Your new state game wardens!
[cheering and applause] - NARRATOR: Our lives are made up of a series of moments.
Some stay with us.
And a few change our lives forever.
- Zack, I'm proud of you.
You earned this badge.
- ZACK: Thank you.
- Okay hold it, one, two, three!
- ZACK: I made it.
- VICKI: I am so incredibly proud of you.
That's just incredible son.
I love you.
- I love you too.
- PHOTOGRAPHER: One, two, three.
Let's shoot several because somebody always blinks.
- NARRATOR: For Zack Stephenson, this is a momentous day.
He is now, officially, a Texas Game Warden.
But this day might never have happened if not for one weekend a decade earlier.
[tape rewinding] - ZACK: Where's this one coming from?
- It's going to be number one.
It's going to go out straight away.
- ZACK: Pull!
[shotgun blast] - INSTRUCTOR: Very good.
Good shot.
- It tested like everything.
If you knew how to lead and if you knew where it was coming from and follow through with it.
I did all right.
[shotgun blast] When I was a kid I wanted to be outside and I wanted to go hunting.
I was raised by a single mother and I told my mom I wanted to go hunting and she didn't know where to start.
She didn't know the first thing about hunting.
- Parents and all, first off, I want to thank y'all, it's going to be a lot of fun this weekend.
- What we do is we offer a program.
We can furnish the firearm, we can furnish the ammunition, we can furnish the place to hunt.
All they have to bring with them is the desire to go hunting and enjoy the outdoors.
- INSTRUCTOR: Gentlemen, y'all get in line.
Get you something to eat.
- ZACK: She had friend that was a part of the Texas Youth Hunter program and that's how we found out about it.
- What time are we getting up?
- We're getting up at 5 o'clock like normal time.
- VICKI: Five o'clock in the morning?
- INSTRUCTOR: Uh huh.
[laughing] - VICKI: This isn't for tomorrow afternoon?
[laughs] - No, 5 o'clock in the morning.
- INSTRUCTOR: It's going to be deep at first but it'll end up being about this deep so when we get to walking so just stay in single file.
- ZACK: For me, because I did grow up relatively close to Houston, I didn't get to go out a whole lot.

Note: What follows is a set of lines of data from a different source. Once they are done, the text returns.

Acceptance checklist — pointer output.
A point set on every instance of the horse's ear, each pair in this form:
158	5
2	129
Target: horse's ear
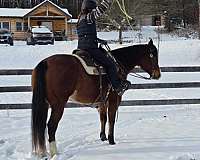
150	42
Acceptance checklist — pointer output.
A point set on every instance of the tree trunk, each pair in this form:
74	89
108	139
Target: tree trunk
199	19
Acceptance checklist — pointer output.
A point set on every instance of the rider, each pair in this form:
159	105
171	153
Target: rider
87	40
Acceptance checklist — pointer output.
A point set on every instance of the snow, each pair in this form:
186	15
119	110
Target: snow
145	132
19	12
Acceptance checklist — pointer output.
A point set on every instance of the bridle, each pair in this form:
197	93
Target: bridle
125	71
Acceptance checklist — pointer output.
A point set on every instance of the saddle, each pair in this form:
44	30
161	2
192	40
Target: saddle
90	66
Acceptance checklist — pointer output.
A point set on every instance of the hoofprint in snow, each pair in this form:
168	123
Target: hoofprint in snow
149	132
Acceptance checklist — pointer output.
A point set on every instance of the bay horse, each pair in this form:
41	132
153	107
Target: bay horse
59	78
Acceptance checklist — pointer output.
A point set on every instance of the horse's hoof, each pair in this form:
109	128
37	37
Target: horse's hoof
111	140
103	137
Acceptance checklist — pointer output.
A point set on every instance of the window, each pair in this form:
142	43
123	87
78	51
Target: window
19	26
25	26
5	25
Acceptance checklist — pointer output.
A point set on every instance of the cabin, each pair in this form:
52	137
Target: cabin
46	13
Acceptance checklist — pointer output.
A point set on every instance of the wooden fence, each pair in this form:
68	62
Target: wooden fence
124	103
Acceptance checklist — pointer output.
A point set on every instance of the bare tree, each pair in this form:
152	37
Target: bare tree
199	19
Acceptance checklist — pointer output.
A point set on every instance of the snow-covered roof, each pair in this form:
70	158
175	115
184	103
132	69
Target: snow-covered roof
64	10
19	12
13	12
73	21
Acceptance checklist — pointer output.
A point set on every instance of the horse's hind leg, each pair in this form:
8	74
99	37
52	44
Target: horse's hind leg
102	109
114	101
56	115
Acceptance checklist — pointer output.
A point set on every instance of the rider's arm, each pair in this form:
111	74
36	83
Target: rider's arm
98	11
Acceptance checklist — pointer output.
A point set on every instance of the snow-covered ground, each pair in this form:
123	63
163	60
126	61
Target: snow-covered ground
148	132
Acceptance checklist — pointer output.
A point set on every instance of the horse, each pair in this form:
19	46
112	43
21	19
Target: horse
61	77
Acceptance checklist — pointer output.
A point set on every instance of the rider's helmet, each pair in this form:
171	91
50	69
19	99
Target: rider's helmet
88	4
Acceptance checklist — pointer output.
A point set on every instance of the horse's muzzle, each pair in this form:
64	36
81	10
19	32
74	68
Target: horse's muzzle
156	74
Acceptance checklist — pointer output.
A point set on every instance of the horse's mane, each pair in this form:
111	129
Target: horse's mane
129	55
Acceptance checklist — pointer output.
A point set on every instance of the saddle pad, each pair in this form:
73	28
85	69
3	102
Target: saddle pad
90	69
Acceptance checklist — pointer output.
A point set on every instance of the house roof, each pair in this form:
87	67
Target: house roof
73	21
64	10
13	12
19	12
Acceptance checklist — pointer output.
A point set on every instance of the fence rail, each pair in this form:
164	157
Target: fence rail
123	103
163	69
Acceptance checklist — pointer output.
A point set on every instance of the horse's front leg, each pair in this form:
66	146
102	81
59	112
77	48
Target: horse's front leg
114	101
102	109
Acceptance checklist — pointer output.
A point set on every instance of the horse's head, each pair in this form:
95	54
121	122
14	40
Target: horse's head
149	61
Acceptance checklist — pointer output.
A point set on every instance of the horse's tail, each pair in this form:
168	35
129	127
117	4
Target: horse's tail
39	108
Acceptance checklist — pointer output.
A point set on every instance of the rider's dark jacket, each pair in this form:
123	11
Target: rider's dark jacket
86	28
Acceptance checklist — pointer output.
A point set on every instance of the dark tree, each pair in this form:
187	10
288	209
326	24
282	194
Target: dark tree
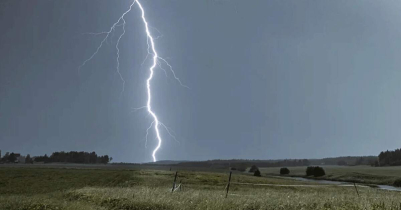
12	158
342	163
318	171
284	171
253	168
309	171
28	159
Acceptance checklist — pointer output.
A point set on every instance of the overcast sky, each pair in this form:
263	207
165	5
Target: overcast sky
268	79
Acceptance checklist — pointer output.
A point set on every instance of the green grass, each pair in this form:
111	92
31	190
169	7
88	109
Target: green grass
359	174
49	188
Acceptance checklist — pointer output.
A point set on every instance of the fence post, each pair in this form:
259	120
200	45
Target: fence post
356	189
175	179
228	185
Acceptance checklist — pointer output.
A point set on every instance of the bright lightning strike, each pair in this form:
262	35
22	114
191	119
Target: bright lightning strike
156	58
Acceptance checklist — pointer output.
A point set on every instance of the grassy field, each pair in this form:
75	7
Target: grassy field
60	188
359	174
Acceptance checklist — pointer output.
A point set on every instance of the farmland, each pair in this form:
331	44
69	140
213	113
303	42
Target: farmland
359	174
122	188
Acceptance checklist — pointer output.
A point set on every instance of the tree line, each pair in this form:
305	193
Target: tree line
60	157
390	158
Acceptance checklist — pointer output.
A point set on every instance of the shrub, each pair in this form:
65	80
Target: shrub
253	168
316	171
309	170
284	171
397	183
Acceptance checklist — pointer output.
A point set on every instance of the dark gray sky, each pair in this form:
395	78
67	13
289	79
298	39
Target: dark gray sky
268	79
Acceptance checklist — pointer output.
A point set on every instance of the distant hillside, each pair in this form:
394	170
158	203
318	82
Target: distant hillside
242	164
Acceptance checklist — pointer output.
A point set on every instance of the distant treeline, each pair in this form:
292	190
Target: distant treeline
74	157
390	158
345	161
57	157
241	165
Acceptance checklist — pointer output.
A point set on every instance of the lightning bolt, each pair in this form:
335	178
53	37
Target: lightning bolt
156	62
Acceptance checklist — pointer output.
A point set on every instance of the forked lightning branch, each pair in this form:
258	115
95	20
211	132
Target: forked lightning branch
156	61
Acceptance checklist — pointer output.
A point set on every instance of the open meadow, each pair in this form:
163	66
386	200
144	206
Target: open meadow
110	188
358	174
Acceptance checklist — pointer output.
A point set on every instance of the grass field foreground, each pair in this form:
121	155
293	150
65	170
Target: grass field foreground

[duck calls] - VICKI: It's something that he wants to do... [duck calls] that's something that he can do forever.
- INSTRUCTOR: Get em!
[shotgun blasts] - VICKI: They've started out with the gun safety.
- INSTRUCTOR: All right.
- ZACK: That was actually pretty fun.
- VICKI: It wasn't near as bad as I was thinking it was going to be.
- ZACK: While we were on that youth duck hunt, we actually had a large group of game wardens come out and talk to us, and it was the first time I ever heard about what a game warden does.
[water sloshing] That was the day it clicked for me, that was what I wanted to do and pretty much since that day, I've started working towards it.
- NARRATOR: The moments that make up our lives are interconnected.
One leads to the next, eventually shaping who and what we are.
- ZACK: So you're volunteering to go first, right?
- CADET: Nope!
Have you ever seen an alligator?
- Oh yeah, I've seen ‘em all the time yeah but there's a difference in seeing one and handling one.
- INSTRUCTOR: Watch this thing, cause this thing will come up and get you.
All right.
There you go.
Hold on tight.
Gotta be quick.
Push it down when it's flush on the ground, then curl your fingers up and lock it in those jaw bones.
That way if you just push down, you know that mouth is closed.
- ZACK: Okay.
- INSTRUCTOR: There you go, work it underneath there.
All right, whenever y'all are ready.
- ZACK: One, two, three.
- INSTRUCTOR: Good job.
- I believe it's the finest training in a law enforcement academy in the country.
- INSTRUCTOR: Just because we're down to the last three weeks, don't unplug.
By this point, you've got to own it.
- GRAHAME: They go through conservation law enforcement, they go through standard law enforcement... - INSTRUCTOR: Yeah, what's your question?
- GRAHAME: Wildlife identification training... - INSTRUCTOR: So that's going to be the Guadalupe bass which is the state fish.
- GRAHAME: You know, how to deal with hunters and anglers.
I mean really the gamut.
[rushing water] - INSTRUCTOR: We're giving the cadets a basic understanding of swift water awareness.
What the water does, how to react.
All right go ahead.
- CADET: Right step!
Step!
[rushing water] Right step!
Step!
[rushing water] - INSTRUCTOR: And it's an eye opener for them.
You look at it and think, "Oh, it's really not that bad," and they get in it and realize, "Oh my gosh, this is a lot harder than I thought."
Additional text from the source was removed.